Since we are dealing with very big issues, I just wondered where, in your thesis, and what role religion plays, if it plays a role at all. I’m thinking in terms of *indistinct*, also separation of church and state.

Professor Azar Gat:

So religion is only a sub-category of ideology in general. So you have religious ideologies and you have secular ideologies and they have all played their role throughout history. The wars of religion, so common throughout the world before modernity and are still in evidence in the less developed parts of the world. And secular ideologies, ideological conflicts where a major source of belligerency during the 19th and 20th century. So it’s not only religion, we are now attracted to religion because of the return of relig…as my former doctorate supervisor, Sir Michael Howard said to me once, “I never dreamed that I would see the return of the wars of religion”. But they are only back because these parts of the world and these parts of the world, religion still plays a very prominent role as the predominant ideology. More about ideology I’ll have to give you references to my book, sorry about that.

James Rogers:

Ok one last question

Unknown guest 9:

Linked to the question that you’ve just been answering. There was a speaker here last year some time who had written a history of international intelligence and he said in a Q&A afterword’s, the discussion afterword’s, that one of the big problems of wester secular countries, was that they were unable to understand what was going on in countries with religious…I mean in a political sense how might you respond to that.

Professor Azar Gat:

So obviously, we know how difficult it is to enter the minds of different cultures. To enter the minds of other people in our own culture is very difficult. And where cultural differences are as significantly, significant enough, it’s obviously not very easy to go into them. We error in our assessment of the reactions, of the values, and the feelings of people of other cultures and therefore also often error about their course of action that they might chose. This is universal, it doesn’t necessarily need to apply to the religious minds. The very fact that we live in affluent societies where we more or less have everything that we need is, this alone is enough to distance us from the world and the mind set of people in other less fortunate parts of the world. Religion is only part of this.

James Rogers:

Ok well thank you very much. I did say at the beginning that I had 2 questions so just bear with me I may just ask one more to close the discussion down. The assumption I think of your analysis is that war to some extent is *catermanist* with people being killed. But could you make the argument that actually war is something more than just people being killed, that is a consequence of war, war itself is about the struggle for ideas and the struggle for power, the two are highly interrelated with one another, and therefore is it the case that war itself, if understood in that way, is continuing as it always has done and perhaps is growing or has the potential to grow, even if the number of people who have been killed through war through the struggle, is itself in decline.

Professor Azar Gat:

So it depends how much you want to stretch the metaphors you know, I think Humpty Dumpty I think said it, “metaphors can be stretched indefinitely”. There is a huge difference between people get killed. It’s not that the human competition and conflict ended, or ends with the decline of war for people still compete.
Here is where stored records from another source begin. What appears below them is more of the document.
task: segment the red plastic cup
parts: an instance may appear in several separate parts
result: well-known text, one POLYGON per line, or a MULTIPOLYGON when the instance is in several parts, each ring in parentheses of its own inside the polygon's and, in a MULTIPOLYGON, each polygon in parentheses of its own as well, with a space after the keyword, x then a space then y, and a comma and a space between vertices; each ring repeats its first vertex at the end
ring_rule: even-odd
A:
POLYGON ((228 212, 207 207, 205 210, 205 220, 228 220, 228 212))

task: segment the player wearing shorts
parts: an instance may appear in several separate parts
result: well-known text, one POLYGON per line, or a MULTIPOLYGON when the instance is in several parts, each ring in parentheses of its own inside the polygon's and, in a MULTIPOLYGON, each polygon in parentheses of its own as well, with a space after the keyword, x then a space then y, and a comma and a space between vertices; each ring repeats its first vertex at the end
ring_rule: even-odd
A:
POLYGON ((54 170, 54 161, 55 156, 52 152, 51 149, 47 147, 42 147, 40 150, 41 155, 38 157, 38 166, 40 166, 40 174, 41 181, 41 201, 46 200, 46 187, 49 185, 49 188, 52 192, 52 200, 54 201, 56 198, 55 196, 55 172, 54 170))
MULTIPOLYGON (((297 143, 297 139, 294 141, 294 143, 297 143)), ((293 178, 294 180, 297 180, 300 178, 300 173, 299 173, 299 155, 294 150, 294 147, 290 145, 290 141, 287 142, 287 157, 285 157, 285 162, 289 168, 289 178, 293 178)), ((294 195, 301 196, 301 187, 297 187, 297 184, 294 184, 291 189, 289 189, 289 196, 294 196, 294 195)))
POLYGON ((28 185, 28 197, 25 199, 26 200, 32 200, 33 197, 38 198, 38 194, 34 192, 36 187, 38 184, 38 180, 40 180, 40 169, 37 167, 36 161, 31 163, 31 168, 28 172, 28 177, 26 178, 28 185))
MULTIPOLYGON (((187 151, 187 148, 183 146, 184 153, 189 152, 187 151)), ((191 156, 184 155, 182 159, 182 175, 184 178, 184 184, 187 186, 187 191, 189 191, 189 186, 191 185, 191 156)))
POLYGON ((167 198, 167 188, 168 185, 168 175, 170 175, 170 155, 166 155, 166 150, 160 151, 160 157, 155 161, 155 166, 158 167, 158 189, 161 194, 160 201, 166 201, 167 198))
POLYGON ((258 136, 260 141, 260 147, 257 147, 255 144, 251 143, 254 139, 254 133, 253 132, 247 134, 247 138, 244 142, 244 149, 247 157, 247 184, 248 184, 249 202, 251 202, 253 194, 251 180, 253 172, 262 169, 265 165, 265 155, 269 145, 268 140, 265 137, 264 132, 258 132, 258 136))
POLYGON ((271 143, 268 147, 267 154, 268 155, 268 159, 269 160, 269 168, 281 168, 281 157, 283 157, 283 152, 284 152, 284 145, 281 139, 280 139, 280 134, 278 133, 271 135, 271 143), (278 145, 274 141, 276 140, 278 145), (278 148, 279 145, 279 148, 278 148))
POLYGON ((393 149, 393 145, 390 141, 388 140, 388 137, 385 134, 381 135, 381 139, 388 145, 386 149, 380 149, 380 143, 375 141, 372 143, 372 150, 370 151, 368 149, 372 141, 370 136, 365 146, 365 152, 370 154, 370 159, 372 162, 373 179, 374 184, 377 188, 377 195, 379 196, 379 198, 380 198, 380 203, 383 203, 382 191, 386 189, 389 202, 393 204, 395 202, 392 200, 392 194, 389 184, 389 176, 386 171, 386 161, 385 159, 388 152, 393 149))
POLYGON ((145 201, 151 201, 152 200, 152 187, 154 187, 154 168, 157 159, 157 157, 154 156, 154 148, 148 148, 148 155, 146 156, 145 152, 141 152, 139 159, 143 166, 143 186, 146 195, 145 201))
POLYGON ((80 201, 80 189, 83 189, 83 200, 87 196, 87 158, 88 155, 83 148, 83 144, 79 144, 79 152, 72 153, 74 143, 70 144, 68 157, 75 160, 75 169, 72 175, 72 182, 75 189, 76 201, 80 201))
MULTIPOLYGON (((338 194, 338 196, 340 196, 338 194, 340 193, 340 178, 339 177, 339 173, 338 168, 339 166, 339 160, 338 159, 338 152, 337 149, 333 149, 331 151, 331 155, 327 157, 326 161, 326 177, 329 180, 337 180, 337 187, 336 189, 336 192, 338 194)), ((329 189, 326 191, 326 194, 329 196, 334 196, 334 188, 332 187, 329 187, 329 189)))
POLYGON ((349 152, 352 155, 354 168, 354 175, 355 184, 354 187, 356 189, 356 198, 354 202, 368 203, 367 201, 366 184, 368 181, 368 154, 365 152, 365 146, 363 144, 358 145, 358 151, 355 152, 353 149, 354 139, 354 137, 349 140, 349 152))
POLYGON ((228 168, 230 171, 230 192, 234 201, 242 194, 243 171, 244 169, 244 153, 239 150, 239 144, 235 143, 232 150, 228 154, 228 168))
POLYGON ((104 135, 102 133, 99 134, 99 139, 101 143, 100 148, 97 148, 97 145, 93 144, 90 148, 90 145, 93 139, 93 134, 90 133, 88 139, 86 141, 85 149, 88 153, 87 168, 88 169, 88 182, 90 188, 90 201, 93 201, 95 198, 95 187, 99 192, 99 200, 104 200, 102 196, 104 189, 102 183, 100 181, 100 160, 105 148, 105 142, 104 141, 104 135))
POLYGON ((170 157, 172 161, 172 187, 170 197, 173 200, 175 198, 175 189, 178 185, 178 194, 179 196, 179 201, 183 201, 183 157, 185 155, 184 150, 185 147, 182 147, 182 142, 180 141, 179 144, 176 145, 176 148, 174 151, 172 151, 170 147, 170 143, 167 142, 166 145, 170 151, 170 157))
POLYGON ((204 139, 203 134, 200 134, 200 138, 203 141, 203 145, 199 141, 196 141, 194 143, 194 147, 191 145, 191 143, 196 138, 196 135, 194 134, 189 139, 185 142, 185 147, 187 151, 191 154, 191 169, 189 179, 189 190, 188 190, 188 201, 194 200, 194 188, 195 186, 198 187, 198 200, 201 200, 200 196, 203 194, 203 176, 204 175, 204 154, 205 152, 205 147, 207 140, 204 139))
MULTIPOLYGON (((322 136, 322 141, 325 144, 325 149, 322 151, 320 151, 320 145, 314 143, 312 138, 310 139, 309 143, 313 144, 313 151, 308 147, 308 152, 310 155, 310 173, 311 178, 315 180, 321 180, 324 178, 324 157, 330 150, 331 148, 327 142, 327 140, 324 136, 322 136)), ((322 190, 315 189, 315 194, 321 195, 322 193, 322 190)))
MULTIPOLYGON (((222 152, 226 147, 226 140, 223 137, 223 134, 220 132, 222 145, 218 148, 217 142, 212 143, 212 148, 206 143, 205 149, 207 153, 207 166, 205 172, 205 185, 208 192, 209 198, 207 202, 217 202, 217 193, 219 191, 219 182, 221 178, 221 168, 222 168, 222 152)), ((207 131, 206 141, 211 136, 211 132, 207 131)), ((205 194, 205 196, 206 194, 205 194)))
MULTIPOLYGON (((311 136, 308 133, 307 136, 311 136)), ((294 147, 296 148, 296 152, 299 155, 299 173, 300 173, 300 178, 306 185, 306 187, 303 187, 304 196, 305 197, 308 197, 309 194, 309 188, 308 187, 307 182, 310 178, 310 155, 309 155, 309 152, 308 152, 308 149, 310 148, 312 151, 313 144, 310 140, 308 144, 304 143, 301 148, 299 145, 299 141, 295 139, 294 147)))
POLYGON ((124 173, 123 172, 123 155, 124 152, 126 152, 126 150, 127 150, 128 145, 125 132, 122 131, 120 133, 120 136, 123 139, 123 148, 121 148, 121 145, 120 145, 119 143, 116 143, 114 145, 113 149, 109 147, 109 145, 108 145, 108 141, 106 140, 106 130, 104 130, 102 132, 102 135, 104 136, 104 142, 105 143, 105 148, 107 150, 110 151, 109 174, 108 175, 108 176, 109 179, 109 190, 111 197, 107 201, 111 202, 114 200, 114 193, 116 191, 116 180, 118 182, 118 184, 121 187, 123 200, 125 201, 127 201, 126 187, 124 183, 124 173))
There are 3 basic strategies of human behaviour and this is: peaceful cooperation, peaceful competition, and violent conflict. And people choose between them as they assess obviously, intuitively, which of these strategies, or a combination of strategies is going to serve them best at the particular moment, at the particular conditions. So what we have been seeing is a shift from the violent option mostly, also obviously to the cooperative option, but also to the option of competitive competition. Now people are still divided over ideologies, they are still divided over the possession of desired goods, and we see the tensions around this say even within our own societies, it doesn’t lead to violence, to deadly violence, which is a huge change.

James Rogers:

Ok well thank you very much and I hope you enjoy your afternoon.